Significantly more work impairment was seen in three out of the four WPAI domains in patients with ‘joint and skin’ involvement compared with those with ‘joint-only’ involvement (Table 4).

PRO results are presented regionally in Supplementary Tables 4, 5, 6, and follow the same directional trend to the global results.

The relative impact on patient-reported outcomes in patients with a physician-assessed joint count of ≤ 4 vs. > 4 in patients with ‘joint-only’ symptoms is shown in Table 5. Across a range of outcomes patients with four or more affected joints showed significantly worse clinical outcomes ranging from increased disease progression, more current flares, an increase in the mean number of current symptoms, and increased physician-reported pain (Table 5). Alongside clinical outcomes, patient-reported outcomes showed a consistent and significant increase in disability, health status, and work impairment with increased number of affected joints.

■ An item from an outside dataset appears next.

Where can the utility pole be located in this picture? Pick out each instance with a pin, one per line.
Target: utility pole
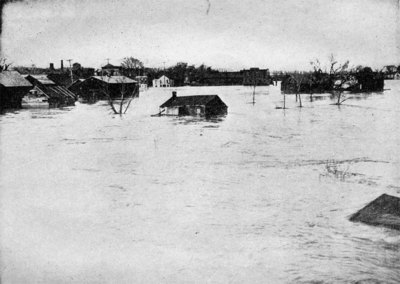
(70, 70)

Outcomes were also assessed in the 1743 patients with joint and skin PsA stratified according to physician-reported skin severity. Table 6 shows the clinical characteristics of patients with joint and skin involvement stratified according to physician subjective assessment of skin severity. Patients with joint and skin PsA and severe skin disease showed significantly higher levels of physician-reported joint disease, disease progression and pain levels compared with patients with less severe skin involvement (all p < 0.001). Severe joint disease increased from 1.9% of patients with mild skin disease severity to 21.9% of patients with severe skin disease while more patients were either unstable (4.3% of patients with mild skin disease to 18.5% and 31.3% of patients with moderate or severe skin disease) or deteriorating (2.6%, 9.1% and 34.3% of patients with mild, moderate and severe skin disease). Differences in patients managed by rheumatologists and dermatologists are shown in Supplementary Tables 2 and 3.

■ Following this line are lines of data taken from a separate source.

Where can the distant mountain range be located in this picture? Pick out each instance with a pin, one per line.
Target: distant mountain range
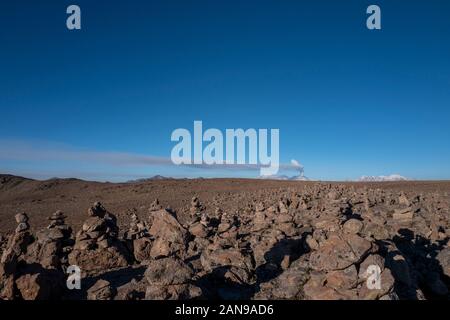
(284, 177)
(392, 177)
(157, 177)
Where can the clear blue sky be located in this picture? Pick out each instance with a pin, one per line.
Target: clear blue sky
(348, 101)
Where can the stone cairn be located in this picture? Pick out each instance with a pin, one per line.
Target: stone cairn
(139, 238)
(97, 246)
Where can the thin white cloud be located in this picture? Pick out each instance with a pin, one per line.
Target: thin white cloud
(43, 152)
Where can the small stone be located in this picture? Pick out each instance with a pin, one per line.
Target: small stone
(353, 226)
(21, 218)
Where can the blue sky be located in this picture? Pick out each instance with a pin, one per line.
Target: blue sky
(348, 101)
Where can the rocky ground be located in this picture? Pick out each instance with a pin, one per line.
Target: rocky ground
(224, 239)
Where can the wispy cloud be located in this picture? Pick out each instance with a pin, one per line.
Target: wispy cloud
(42, 152)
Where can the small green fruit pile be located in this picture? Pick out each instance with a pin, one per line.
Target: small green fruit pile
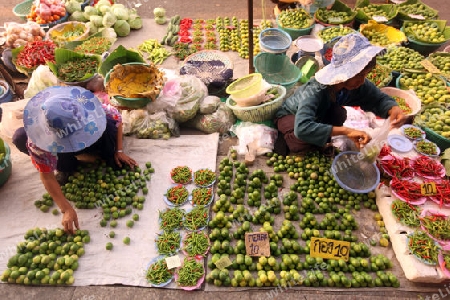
(48, 257)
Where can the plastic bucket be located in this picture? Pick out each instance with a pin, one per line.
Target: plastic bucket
(5, 165)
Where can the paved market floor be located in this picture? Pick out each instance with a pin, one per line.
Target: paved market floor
(210, 9)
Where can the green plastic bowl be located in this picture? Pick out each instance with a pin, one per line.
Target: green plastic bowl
(6, 166)
(131, 103)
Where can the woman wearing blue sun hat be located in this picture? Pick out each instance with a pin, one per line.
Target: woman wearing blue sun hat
(61, 123)
(315, 111)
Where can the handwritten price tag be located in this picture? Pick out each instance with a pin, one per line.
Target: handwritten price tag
(173, 262)
(257, 243)
(327, 248)
(223, 262)
(428, 189)
(429, 66)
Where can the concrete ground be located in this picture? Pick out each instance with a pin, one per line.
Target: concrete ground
(211, 9)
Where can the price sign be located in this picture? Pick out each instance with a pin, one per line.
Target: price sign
(418, 17)
(223, 262)
(428, 189)
(429, 66)
(257, 244)
(380, 19)
(173, 262)
(327, 248)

Current flaring (any flaring of the skin or joint symptoms) in patients with joint and skin involvement was more likely in patients with severe skin symptoms with 45.9% compared with 4.3% of patients with mild skin symptoms. Patients with joint and skin symptoms were more likely to have a current flare than joint-only patients but adverse outcomes increased in patients with joint and skin symptoms and with increasing skin disease.